Reprocessed Electrophysiology Catheters Recalled for Incomplete Seals

Stryker Sustainability Solutions is recalling Daig Livewire Steerable reprocessed electrophysiology catheters due to incomplete seals on sterile product packaging, which could compromise sterility and patient safety.

What this means for you

Illness, injury, or structural failure has been reported. Stop using the product immediately and contact the manufacturer for a refund or repair.

Our severity reasoning: This is an FDA Class II recall of a sterile medical device (electrophysiology catheter) with a packaging defect that compromises sterility. The potential for patient harm from loss of sterility of an invasive device, combined with the Class II designation and significant unit quantity, meets the threshold for Severe severity.

Plain-English summary

Stryker Sustainability Solutions is recalling Daig Livewire Steerable reprocessed electrophysiology catheters, Product Number 401575 (UDI 00885825006815), due to incomplete seals on sterile product packaging. The recall affects 319 units distributed nationwide in the United States and to Israel and Canada.

Incomplete seals on the sterile packaging may compromise the sterility of the device, which could result in patient harm if the product is used in its current condition.

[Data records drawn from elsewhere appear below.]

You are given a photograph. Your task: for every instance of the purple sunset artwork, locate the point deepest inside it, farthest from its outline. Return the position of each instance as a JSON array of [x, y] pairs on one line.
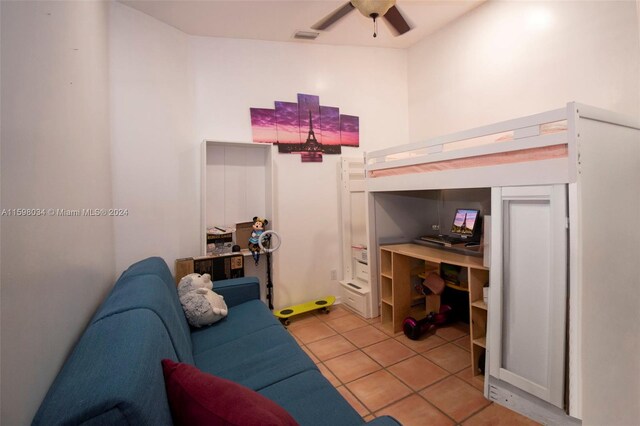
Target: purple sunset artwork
[[330, 125], [306, 128], [349, 130], [287, 122]]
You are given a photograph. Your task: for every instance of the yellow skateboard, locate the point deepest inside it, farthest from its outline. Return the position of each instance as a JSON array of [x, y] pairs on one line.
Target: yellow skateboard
[[286, 313]]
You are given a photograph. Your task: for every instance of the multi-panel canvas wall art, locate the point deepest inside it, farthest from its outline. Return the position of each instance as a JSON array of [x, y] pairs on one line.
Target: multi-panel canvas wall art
[[306, 128]]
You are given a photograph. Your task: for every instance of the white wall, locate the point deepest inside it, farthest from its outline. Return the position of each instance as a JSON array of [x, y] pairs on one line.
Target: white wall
[[233, 75], [508, 59], [156, 166], [55, 154]]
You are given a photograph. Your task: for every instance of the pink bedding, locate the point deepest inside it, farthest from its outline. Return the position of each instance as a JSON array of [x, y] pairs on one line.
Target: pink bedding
[[520, 156]]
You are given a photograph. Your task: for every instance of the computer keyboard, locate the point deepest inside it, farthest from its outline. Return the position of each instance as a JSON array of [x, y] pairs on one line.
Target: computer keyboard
[[444, 240]]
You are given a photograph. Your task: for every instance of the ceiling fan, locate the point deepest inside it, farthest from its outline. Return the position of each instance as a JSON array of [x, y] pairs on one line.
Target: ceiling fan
[[371, 9]]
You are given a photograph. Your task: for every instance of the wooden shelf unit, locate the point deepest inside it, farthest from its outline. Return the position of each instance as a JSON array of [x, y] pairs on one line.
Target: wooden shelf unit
[[399, 268]]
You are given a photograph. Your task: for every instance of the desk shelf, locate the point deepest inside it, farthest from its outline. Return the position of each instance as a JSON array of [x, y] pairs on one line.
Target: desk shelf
[[403, 264]]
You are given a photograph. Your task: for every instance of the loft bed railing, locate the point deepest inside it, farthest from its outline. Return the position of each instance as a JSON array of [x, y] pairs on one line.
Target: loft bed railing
[[537, 137]]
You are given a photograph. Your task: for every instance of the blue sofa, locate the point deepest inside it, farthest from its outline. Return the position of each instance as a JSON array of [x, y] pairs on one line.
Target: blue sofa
[[114, 374]]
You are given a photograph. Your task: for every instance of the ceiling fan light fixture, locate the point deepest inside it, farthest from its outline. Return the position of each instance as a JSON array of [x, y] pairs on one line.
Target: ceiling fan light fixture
[[373, 8]]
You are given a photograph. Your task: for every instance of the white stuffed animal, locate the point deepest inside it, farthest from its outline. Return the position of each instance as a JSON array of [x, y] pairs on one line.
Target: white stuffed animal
[[201, 305]]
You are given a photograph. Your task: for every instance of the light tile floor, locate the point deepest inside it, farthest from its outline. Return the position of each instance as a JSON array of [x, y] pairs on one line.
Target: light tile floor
[[424, 382]]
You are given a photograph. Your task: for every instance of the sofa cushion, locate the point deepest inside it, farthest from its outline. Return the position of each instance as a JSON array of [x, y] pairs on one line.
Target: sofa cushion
[[238, 290], [198, 398], [256, 360], [241, 320], [312, 400], [150, 292], [114, 372], [151, 266]]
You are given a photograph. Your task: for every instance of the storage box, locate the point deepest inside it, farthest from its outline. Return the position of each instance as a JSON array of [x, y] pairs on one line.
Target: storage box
[[219, 267], [219, 243]]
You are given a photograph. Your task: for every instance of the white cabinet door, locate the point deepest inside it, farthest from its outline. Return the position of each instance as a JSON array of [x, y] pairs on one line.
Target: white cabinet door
[[529, 289]]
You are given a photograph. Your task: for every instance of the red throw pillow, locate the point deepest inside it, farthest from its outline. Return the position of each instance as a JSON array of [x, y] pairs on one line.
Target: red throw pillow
[[198, 398]]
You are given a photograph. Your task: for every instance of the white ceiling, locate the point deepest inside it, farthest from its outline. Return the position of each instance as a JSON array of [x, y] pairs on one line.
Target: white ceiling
[[279, 20]]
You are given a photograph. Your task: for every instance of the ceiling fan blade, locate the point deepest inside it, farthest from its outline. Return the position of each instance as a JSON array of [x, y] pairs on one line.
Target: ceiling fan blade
[[397, 21], [331, 19]]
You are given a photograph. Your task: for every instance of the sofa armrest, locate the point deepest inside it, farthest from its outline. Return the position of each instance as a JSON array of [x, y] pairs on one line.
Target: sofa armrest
[[238, 290], [384, 421]]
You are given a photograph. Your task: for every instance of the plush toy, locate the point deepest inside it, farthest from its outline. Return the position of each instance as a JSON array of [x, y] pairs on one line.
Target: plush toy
[[201, 305], [258, 228]]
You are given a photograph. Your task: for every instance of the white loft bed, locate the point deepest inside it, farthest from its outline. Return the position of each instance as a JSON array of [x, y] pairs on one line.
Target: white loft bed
[[590, 152]]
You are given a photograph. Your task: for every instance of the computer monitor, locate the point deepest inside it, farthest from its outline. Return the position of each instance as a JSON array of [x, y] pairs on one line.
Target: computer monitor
[[465, 222]]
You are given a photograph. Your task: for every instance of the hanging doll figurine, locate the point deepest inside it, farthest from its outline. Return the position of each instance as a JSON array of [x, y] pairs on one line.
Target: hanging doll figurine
[[258, 228]]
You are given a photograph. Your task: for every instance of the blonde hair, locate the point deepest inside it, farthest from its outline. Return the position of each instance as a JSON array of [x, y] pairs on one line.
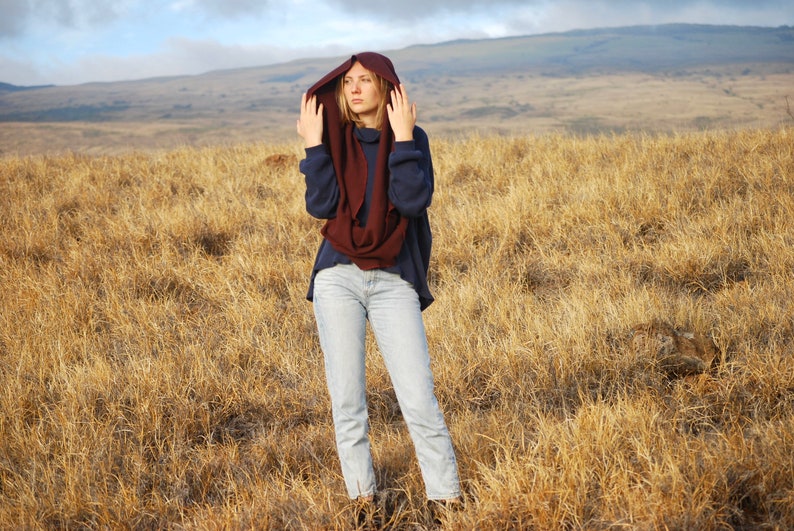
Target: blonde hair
[[346, 115]]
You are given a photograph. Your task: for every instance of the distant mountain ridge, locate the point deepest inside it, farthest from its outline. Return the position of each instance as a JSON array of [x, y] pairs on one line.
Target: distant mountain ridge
[[503, 84]]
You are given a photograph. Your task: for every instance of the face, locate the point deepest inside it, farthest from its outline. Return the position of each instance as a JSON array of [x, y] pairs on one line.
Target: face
[[362, 94]]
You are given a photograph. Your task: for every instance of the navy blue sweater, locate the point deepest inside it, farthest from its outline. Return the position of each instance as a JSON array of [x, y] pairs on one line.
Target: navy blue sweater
[[411, 186]]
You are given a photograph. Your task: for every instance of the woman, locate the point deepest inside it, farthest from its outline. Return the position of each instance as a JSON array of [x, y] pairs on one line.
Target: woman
[[369, 174]]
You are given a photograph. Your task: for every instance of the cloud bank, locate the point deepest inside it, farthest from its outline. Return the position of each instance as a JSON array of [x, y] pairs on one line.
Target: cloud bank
[[75, 41]]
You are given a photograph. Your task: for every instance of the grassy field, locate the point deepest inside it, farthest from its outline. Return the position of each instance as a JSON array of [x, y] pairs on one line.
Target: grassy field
[[159, 366]]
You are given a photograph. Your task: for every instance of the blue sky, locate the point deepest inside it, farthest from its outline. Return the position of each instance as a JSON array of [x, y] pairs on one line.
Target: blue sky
[[77, 41]]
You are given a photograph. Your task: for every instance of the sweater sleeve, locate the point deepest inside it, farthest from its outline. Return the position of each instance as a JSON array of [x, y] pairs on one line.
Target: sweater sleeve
[[322, 189], [411, 169]]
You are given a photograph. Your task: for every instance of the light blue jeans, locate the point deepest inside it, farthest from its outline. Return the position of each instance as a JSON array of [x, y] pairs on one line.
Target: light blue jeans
[[345, 297]]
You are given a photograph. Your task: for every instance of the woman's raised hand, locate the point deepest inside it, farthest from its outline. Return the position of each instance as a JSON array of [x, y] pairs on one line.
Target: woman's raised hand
[[402, 114], [310, 123]]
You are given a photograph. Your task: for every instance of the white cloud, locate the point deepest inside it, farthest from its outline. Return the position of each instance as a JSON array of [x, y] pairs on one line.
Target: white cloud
[[75, 41]]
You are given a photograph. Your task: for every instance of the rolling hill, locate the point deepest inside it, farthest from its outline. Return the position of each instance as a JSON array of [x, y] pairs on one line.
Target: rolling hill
[[650, 78]]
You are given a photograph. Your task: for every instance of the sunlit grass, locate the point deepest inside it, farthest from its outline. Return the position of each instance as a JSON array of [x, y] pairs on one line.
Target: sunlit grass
[[159, 365]]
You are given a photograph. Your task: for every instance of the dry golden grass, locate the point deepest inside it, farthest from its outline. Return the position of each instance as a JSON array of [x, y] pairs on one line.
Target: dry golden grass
[[159, 366]]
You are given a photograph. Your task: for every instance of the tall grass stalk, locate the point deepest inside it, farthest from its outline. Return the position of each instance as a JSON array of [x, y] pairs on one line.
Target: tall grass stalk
[[159, 366]]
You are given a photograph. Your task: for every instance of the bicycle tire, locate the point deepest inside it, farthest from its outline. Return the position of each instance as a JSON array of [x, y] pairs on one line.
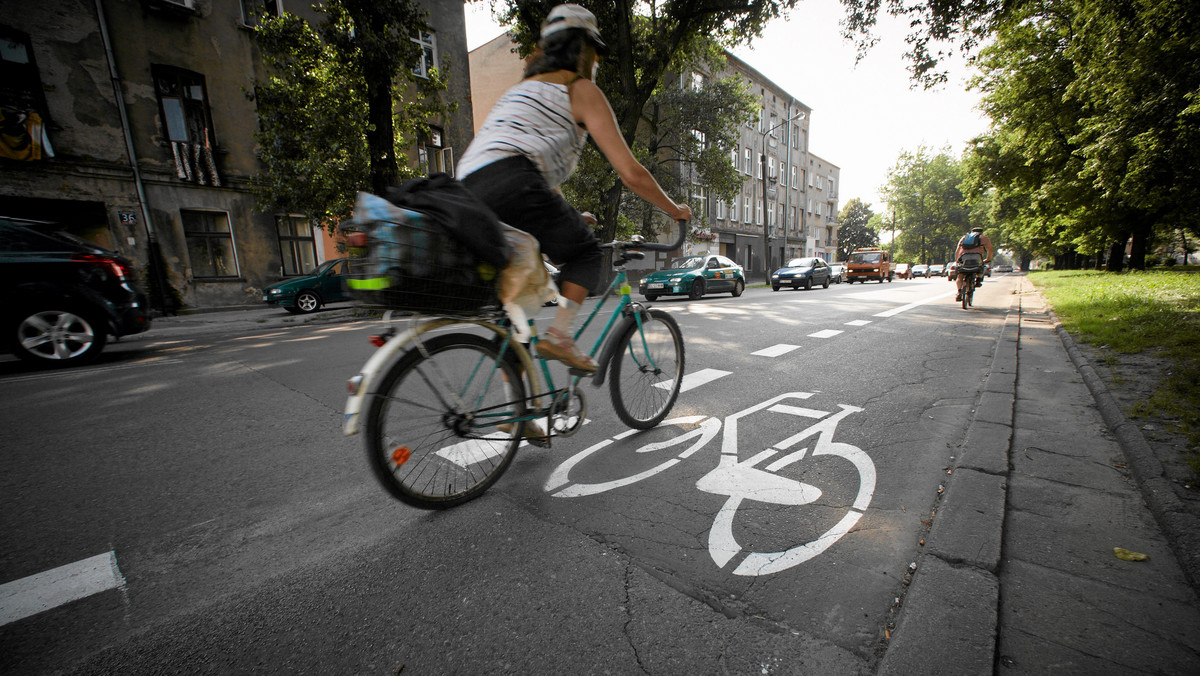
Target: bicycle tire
[[643, 390], [420, 442]]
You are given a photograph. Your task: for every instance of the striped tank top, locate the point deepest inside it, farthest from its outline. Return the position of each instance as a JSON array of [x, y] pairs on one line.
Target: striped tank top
[[534, 120]]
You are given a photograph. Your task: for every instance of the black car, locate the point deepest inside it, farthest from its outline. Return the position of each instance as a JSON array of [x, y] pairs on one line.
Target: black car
[[64, 295], [802, 273]]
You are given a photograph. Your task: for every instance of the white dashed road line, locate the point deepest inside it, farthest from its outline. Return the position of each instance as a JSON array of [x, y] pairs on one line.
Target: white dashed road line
[[65, 584], [775, 350]]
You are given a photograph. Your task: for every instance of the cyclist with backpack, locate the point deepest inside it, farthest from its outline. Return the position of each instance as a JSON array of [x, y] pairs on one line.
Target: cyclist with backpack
[[978, 250]]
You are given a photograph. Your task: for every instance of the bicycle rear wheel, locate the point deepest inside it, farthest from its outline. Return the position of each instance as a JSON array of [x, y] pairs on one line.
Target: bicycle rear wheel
[[432, 426], [647, 370]]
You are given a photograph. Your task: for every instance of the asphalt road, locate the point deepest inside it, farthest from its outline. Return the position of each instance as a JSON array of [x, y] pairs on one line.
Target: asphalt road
[[772, 530]]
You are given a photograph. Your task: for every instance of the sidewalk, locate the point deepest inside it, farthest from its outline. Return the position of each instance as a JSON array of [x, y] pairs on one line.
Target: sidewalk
[[1019, 573]]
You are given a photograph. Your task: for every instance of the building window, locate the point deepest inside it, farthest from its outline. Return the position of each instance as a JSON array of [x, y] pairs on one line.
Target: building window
[[210, 247], [432, 154], [184, 106], [298, 246], [23, 111], [253, 11], [427, 60]]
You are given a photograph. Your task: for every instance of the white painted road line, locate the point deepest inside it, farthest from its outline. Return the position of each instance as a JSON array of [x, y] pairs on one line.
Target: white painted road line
[[65, 584], [699, 378], [895, 311], [775, 350]]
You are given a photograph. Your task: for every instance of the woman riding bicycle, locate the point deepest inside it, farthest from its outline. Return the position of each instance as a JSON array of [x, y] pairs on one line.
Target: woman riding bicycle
[[531, 143], [972, 243]]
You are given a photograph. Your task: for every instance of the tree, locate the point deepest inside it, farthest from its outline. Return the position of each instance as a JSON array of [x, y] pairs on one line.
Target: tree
[[340, 103], [855, 229], [936, 29], [930, 209], [646, 41]]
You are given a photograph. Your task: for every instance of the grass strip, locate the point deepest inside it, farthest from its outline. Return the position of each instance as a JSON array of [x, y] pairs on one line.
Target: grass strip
[[1156, 311]]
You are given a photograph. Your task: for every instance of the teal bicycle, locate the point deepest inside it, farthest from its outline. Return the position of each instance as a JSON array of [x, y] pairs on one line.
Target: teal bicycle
[[445, 404]]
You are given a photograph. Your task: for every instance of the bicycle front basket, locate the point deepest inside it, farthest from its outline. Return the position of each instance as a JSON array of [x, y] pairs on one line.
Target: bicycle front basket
[[412, 263]]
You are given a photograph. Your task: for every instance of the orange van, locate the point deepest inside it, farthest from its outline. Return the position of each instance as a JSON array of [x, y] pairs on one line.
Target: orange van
[[869, 264]]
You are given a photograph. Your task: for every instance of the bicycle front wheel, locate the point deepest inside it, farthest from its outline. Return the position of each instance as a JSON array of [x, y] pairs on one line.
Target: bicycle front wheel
[[436, 428], [647, 370]]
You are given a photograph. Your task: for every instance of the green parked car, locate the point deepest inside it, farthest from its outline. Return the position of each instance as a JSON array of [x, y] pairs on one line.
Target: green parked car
[[327, 283], [694, 276]]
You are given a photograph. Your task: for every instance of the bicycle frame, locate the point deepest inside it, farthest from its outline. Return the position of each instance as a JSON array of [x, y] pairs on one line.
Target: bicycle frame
[[366, 382]]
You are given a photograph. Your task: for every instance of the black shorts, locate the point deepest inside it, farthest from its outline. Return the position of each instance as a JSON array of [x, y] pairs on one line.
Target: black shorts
[[521, 197]]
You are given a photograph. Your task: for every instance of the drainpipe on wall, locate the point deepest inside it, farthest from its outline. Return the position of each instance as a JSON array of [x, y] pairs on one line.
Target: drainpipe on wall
[[154, 253]]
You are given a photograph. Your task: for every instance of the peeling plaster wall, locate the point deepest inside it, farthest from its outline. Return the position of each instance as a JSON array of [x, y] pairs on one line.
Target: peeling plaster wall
[[89, 184]]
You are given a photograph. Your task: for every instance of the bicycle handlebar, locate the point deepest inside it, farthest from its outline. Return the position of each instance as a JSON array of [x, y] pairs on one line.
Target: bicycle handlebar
[[652, 245]]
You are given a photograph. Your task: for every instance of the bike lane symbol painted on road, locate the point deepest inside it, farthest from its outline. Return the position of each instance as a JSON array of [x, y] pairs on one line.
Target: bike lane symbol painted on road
[[744, 480]]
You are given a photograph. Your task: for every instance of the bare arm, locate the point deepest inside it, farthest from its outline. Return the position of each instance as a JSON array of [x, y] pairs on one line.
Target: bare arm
[[592, 109]]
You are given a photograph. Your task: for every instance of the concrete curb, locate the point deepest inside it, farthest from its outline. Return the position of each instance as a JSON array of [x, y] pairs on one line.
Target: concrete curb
[[1182, 528], [949, 617]]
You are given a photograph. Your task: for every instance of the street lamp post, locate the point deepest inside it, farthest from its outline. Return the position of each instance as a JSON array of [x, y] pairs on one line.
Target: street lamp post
[[762, 159]]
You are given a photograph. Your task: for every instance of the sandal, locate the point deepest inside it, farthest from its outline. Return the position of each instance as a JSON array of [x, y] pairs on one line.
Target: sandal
[[534, 434], [558, 347]]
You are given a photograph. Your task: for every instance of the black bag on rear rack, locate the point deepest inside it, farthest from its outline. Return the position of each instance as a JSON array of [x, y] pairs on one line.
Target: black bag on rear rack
[[403, 259]]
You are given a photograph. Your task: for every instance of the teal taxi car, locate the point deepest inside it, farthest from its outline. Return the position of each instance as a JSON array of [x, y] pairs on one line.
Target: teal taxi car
[[694, 276], [300, 295]]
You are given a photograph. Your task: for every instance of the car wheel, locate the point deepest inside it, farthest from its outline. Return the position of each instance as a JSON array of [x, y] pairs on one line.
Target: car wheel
[[307, 301], [58, 338]]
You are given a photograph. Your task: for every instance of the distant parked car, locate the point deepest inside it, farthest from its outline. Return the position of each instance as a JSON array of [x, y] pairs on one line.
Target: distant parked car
[[309, 293], [802, 273], [838, 271], [63, 295], [694, 276]]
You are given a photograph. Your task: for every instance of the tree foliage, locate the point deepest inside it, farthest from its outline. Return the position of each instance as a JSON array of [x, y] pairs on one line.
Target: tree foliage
[[930, 209], [855, 228], [647, 41], [340, 105], [1096, 129]]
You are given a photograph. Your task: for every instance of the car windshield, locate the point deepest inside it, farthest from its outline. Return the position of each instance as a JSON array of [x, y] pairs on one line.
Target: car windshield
[[873, 257], [688, 263]]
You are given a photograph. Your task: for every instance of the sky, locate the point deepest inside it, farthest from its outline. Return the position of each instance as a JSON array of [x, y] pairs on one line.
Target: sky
[[864, 115]]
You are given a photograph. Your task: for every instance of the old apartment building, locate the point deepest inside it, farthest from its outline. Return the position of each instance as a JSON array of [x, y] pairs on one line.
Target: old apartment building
[[786, 190], [132, 124]]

Patients and healthcare providers who have received or are using affected devices should stop use immediately. Affected lot numbers are listed in this recall notice. Healthcare facilities should check their inventories and quarantine any affected units. Consumers and providers should contact Stryker Sustainability Solutions with questions or to report any related adverse events.

The recalled product

Product
Daig Livewire Steerable, Product Number 401575; REPROCESSED ELECTROPHYSIOLOGY CATHETER
Manufacturer
Stryker Sustainability Solutions
Category
Medical Device — Electrophysiology Catheter
Hazard
  • sterility-compromise
  • incomplete-seal

Is your product affected?

Check your packaging against the codes below. If any of them match, the product is part of this recall.

Lot numbers (20)

  • UDI 00885825006815
  • Lot Numbers: 2696145
  • 3794476
  • 4262195
  • 4633829
  • 4786916
  • 4849947
  • 5002352
  • 2965551
  • 3812493
  • 4265992
  • 4637189
  • 4792723
  • 4850691
  • 5002356
  • 3152561
  • 3814730
  • 4299204
  • 4637394
  • 4792893

Distribution

Distributed nationwide across the United States.